The IUCN added that it was unable to assess more than half of the world’s cetaceans because of a lack of data.
The findings are likely to impact on the current stand-off between pro- and anti-whaling nations over the merits of a global moratorium on commercial whaling.
Pro-hunting nations could use the assessment to argue that the humpback whales’ recovery means that the mammals could now be caught sustainably.
Whereas anti-whaling countries will argue that the recovery is the result of the global ban, and that any form of hunting will again lead to a dangerous decline in numbers.
“It is a political question, and it will be answered in a political form,” Dr Reeves observed.
“I think it is really important to stress that the Red List is not about whether a given species can be exploited.
“It’s simply about looking at the status of these animals and giving people some idea where they are now in relation to where they used to be.”
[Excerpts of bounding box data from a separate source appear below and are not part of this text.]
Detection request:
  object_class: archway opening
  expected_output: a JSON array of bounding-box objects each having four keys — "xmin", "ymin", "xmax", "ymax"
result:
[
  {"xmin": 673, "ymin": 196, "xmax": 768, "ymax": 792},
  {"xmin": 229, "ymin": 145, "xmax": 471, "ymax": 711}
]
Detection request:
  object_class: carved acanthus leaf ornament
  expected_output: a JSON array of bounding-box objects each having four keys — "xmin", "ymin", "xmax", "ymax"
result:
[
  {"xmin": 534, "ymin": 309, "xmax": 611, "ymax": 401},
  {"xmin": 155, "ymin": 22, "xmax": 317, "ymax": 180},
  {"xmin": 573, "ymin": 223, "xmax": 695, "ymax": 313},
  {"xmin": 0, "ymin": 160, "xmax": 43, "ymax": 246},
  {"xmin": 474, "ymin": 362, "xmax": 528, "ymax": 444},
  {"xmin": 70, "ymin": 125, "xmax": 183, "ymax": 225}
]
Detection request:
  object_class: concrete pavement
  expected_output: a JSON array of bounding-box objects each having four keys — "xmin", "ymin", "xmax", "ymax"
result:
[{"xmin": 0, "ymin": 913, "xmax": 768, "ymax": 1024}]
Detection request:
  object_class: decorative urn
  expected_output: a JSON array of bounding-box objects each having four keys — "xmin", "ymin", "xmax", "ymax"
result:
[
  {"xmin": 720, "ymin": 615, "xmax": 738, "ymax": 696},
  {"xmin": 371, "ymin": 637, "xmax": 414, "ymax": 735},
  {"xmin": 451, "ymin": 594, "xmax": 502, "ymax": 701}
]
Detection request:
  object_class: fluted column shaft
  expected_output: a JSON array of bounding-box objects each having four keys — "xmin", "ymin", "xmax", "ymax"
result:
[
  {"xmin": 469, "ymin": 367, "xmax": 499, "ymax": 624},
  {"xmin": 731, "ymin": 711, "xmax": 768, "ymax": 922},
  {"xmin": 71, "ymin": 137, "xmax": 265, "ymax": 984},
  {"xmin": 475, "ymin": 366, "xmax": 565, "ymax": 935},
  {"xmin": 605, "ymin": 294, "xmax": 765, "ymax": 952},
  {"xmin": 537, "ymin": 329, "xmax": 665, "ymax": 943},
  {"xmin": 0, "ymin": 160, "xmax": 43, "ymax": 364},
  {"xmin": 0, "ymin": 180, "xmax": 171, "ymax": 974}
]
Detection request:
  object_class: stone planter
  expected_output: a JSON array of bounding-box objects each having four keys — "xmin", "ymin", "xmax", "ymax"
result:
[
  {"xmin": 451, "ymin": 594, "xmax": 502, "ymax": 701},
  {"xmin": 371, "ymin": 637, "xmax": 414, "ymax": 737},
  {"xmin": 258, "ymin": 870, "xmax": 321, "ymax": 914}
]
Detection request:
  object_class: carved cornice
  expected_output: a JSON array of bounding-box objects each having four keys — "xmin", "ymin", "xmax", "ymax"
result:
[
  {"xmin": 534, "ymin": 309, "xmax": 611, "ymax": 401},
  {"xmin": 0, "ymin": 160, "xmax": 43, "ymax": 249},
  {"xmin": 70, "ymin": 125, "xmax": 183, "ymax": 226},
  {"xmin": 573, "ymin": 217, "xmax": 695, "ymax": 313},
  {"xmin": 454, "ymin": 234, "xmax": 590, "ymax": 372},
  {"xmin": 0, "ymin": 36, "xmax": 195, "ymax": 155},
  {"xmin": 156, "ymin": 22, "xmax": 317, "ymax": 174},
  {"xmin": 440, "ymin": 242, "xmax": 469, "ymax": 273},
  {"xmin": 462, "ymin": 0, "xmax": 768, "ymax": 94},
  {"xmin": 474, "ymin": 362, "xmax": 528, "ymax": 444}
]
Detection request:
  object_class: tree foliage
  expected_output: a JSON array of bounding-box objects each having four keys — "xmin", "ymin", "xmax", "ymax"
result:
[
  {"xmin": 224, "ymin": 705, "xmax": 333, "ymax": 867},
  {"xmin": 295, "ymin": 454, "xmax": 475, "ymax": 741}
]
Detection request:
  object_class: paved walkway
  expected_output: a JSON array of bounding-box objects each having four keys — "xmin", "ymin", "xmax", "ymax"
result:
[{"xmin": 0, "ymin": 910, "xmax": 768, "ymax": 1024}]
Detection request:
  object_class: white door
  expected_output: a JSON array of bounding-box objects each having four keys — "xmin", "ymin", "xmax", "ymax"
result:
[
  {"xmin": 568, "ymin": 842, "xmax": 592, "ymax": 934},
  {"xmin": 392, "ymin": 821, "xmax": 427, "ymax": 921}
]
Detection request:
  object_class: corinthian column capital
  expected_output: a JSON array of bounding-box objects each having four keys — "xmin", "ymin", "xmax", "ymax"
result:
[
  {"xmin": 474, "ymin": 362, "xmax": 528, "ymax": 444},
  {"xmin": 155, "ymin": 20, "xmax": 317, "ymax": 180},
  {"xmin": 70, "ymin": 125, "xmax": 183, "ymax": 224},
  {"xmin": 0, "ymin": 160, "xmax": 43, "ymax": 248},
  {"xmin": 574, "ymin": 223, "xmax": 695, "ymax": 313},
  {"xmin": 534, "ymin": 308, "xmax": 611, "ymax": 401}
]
Despite the improvement in the status of the two large species [ed. note: Humpback and Southern Right whales], the Red List showed that nearly a quarter of the 86 species assessed were considered to be at risk of extinction, nine of which were listed as Endangered or Critically Endangered.”
That last distinction is very important. The IUCN Red List is a snapshot in time. Taken over long periods the data is very useful for seeing trends, but a delist today can be a critically endangered in the next year or two. As mentioned in the article, nearly half of all marine mammals are “data deficient”. This is something we need to fix through a research agenda targeting the lesser known or charismatic marine mammals.